Often, all the candidates are my least favorite. Does IRV give me the option of multiple last-place ratings?

The Maine Legislature has been faced with bills to institute instant runoff voting statewide three times in the last decade, but rejected all of them. A 2005 study by the Secretary of State’s Office found the switch would be costly – San Francisco spent more than $2.7 million to convert – and difficult to implement for local election officials, many of whom still count ballots by hand.

The Maine Municipal Association argued the ranked ballots would be confusing for voters, who sometimes have difficulty deciding simple races between Tweedledee and Tweedledum (although that may not be entirely their fault).

Nevertheless, IRV fans say it’s fairer than the current system, which can result in winners who garner less than a majority of the vote. They’ve got a point. Since 1974, every Maine governor – Jim Longley, Joe Brennan, John McKernan, Angus King and what’s his name, the guy we have now – has failed to achieve the 50 percent threshold in at least one of their successful runs for the Blaine House.

This re-occurring situation was obviously unfair to such losers as Chandler Woodcock, Jonathan Carter, Pat LaMarche, Jim Erwin, Andrew Adam, Tom Connolly, Stan Leen and Buddy Franklin, any of whom could have been the state’s chief executive if only we’d had IRV. And they hadn’t been quite so inept, extreme and/or weird.

But even if Portland adopts instant runoffs, there’s no guarantee of electoral fairness.
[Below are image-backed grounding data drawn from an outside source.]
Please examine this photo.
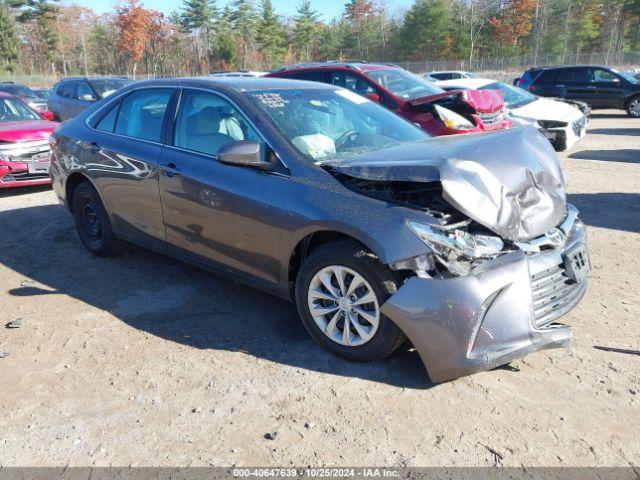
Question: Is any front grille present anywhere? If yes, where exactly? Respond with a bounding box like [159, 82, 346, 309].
[1, 171, 49, 183]
[530, 263, 586, 327]
[478, 111, 502, 126]
[0, 140, 51, 162]
[572, 116, 586, 136]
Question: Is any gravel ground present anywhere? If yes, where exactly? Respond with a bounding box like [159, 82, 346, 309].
[0, 111, 638, 467]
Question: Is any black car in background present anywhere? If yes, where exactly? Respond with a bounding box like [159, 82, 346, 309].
[523, 65, 640, 117]
[47, 76, 133, 121]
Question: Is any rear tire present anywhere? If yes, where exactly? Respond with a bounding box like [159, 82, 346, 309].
[625, 96, 640, 118]
[295, 240, 405, 362]
[72, 182, 122, 257]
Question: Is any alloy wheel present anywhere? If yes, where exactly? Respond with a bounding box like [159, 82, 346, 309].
[629, 98, 640, 117]
[307, 265, 380, 347]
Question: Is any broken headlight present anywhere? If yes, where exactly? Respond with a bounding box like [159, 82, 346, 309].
[433, 105, 475, 129]
[407, 221, 504, 275]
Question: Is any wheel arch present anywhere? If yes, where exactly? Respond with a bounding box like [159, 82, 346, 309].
[624, 93, 640, 110]
[65, 172, 97, 213]
[287, 229, 380, 299]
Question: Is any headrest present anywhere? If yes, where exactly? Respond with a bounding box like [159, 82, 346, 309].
[188, 106, 221, 135]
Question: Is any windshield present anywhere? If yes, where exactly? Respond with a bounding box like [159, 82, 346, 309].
[364, 69, 444, 100]
[479, 81, 536, 107]
[88, 78, 134, 98]
[0, 97, 41, 122]
[0, 84, 39, 99]
[247, 88, 428, 163]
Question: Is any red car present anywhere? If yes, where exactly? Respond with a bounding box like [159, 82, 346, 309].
[0, 92, 58, 189]
[267, 62, 511, 136]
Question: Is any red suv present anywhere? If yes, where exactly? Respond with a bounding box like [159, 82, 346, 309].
[267, 62, 511, 136]
[0, 92, 59, 189]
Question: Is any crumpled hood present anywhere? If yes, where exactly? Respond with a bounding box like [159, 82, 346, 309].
[0, 120, 58, 143]
[408, 89, 504, 113]
[327, 126, 567, 241]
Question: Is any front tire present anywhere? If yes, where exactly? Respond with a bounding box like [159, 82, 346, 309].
[295, 240, 405, 362]
[72, 182, 122, 257]
[626, 96, 640, 118]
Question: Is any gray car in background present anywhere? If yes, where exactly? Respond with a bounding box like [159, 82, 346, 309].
[49, 78, 589, 383]
[48, 76, 133, 121]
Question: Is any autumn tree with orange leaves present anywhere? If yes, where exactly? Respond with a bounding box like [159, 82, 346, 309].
[115, 0, 156, 77]
[489, 0, 538, 47]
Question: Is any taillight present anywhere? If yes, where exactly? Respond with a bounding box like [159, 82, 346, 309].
[516, 79, 523, 87]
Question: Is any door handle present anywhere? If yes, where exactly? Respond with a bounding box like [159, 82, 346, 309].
[586, 85, 597, 89]
[555, 84, 565, 88]
[160, 162, 181, 177]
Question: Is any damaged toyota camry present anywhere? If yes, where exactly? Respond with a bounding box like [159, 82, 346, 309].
[50, 78, 589, 383]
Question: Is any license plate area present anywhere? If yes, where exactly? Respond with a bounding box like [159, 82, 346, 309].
[563, 243, 590, 283]
[27, 152, 51, 174]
In a field of five candidates, it’s possible for one of them – let’s call him Conan – to be nearly everyone’s second choice, but almost nobody’s first. That means poor Conan would finish last in the initial round of vote counting, even though the vast majority preferred him over at least three of the other possibilities – we’ll refer to them as Jay, David and Nightline. Redistributing Conan’s support could then tip the election in favor of the remaining name on the ballot – Whatever’s On Fox.

IRV backers also say that candidates, mindful they need second-place votes from supporters of other contenders, would have to be more courteous and respectful, avoiding attack ads and smear tactics.

I can’t imagine why they think making campaigns duller would be an improvement.